The drug delivery system of the present invention is further inventive based on the photosensitive material of the first aspect, which can combine photothermal therapy and immunotherapy, and perfectly solve the drawbacks of the aforementioned single photothermal therapy and single immunotherapy. Meanwhile, the material based on the Cr nano has the potential of activating host immunity by itself, and has more obvious advantages in immunotherapy, the drug delivery system organically combines the strong photothermal antitumor property of the Cr nano with the immunotherapy, and the potential and the significance of preclinical research and antitumor application are huge. The drug delivery system has good biological safety and the capability of passively targeting tumor tissues, and under the irradiation stimulation of infrared NIR, the local temperature of the tumor reaches more than 60 ℃, so that the capability of killing tumor cells by photo-thermal is realized; meanwhile, the BMS-202 drug released by light control can effectively inhibit related channels of PD-1/L1, and the released Cr material promotes the proliferation and activity of macrophages, so that a good anti-tumor microenvironment is created for the immunotherapy of tumors, and the photo-thermal/immunotherapy of tumors is realized.

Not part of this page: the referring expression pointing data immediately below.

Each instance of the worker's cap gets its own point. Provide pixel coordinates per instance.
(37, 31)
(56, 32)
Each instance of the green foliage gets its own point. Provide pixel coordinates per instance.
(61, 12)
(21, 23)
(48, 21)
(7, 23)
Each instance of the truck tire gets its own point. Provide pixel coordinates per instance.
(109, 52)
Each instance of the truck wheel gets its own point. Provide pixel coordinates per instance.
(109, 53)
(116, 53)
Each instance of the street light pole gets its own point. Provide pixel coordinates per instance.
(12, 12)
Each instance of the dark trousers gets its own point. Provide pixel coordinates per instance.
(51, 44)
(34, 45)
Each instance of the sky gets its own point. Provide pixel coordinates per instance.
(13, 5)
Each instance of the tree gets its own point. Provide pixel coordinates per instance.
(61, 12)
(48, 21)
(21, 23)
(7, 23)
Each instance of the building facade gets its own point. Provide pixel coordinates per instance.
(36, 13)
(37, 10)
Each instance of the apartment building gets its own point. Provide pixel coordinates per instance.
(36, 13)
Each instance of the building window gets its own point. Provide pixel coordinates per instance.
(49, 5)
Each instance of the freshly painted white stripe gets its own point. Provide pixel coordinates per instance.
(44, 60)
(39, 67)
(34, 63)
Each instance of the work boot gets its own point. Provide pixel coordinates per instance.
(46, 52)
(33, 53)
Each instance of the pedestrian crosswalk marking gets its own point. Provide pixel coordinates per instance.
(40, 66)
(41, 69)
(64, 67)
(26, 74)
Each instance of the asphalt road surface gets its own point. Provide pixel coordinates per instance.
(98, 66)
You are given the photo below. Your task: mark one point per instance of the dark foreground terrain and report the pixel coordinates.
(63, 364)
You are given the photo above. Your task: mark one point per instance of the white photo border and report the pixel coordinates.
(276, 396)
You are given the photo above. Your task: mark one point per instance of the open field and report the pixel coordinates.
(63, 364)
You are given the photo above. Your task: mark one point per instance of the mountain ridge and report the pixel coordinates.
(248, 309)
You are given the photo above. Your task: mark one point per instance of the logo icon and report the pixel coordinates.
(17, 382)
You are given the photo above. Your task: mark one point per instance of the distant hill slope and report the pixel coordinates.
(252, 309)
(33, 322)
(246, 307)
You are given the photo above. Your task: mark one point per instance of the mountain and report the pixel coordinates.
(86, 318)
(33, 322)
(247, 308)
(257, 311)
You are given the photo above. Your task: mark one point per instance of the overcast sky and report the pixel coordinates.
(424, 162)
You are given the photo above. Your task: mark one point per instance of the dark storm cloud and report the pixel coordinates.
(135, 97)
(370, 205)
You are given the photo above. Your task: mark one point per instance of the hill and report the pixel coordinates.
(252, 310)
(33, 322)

The preparation process of the photosensitive material and the drug delivery system is simple and easy to operate, is suitable for industrial production, and has remarkable practicability.
Drawings
FIG. 1 is a TEM image of Cr nanoparticles;
FIG. 2 is a TEM image of DA @ Cr-BMS 202;
FIG. 3 is STEM graph of Cr nanoparticles (A-D shows fluorescence localization of Cr, C, N and O elements in sequence);
FIG. 4 is a STEM map of DA @ Cr-BMS202 (A-D shows the fluorescent localization of Cr, C, N and O elements in order);
FIG. 5 is a Raman spectrum of Cr, DA @ Cr, and DA @ Cr-BMS 202;
FIG. 6 is an X-ray photoelectron spectrum of Cr, DA @ Cr, and DA @ Cr-BMS 202;
FIG. 7 is a Fourier transform infrared spectrum of Cr, DA @ Cr, and DA @ Cr-BMS 202;
FIG. 8 is a graph of temperature change curves of different concentrations of Cr nanoparticle suspensions under 808nm irradiation;
FIG. 9 is a graph of UV-Vis-NIR absorption spectra for different concentrations of Cr nanoparticles;
FIG. 10 is a Cr nanoparticle normalized absorption intensity analysis line graph;
FIG. 11 is a graph of temperature change of a heating-cooling cycle of a Cr nanoparticle suspension under laser irradiation;
FIG. 12 is a confocal laser map of uptake of DA @ Cr-BMS202 by Hepa1-6 cells;
FIG. 13 is a statistical graph of the relative survival rate of Hepa1-6 cells after 24h incubation with different concentrations of Cr, DA @ Cr and DA @ Cr-BMS 202;
FIG. 14 is a statistical graph of the relative survival rate of macrophage cells after 24h incubation at different concentrations of Cr, DA @ Cr and DA @ Cr-BMS 202;
FIG. 15 is a statistical plot of the relative viability effects of different concentrations of DA @ Cr-BMS 202-mediated photothermal on Hepa1-6 cells, A549 cells and Hela cells;
FIG. 16 is a graph showing the killing of apoptosis by Hepa1-6 observed by fluorescence microscopy after co-culture of DA @ Cr-BMS202 with Hepa1-6 cells and NIR treatment;
FIG. 17 is an infrared thermography of various groups of mice;
FIG. 18 is a graph of tumor growth for groups of mice;
FIG. 19 is a graph of body weight versus time for various groups of mice;
FIG. 20 is a graph of H & E staining and Ki-67 immunohistochemical staining of tumor sections from various groups of mice.
Detailed Description
The technical solution of the present invention is further explained by the following embodiments. It should be understood by those skilled in the art that the examples are only for the understanding of the present invention and should not be construed as the specific limitations of the present invention.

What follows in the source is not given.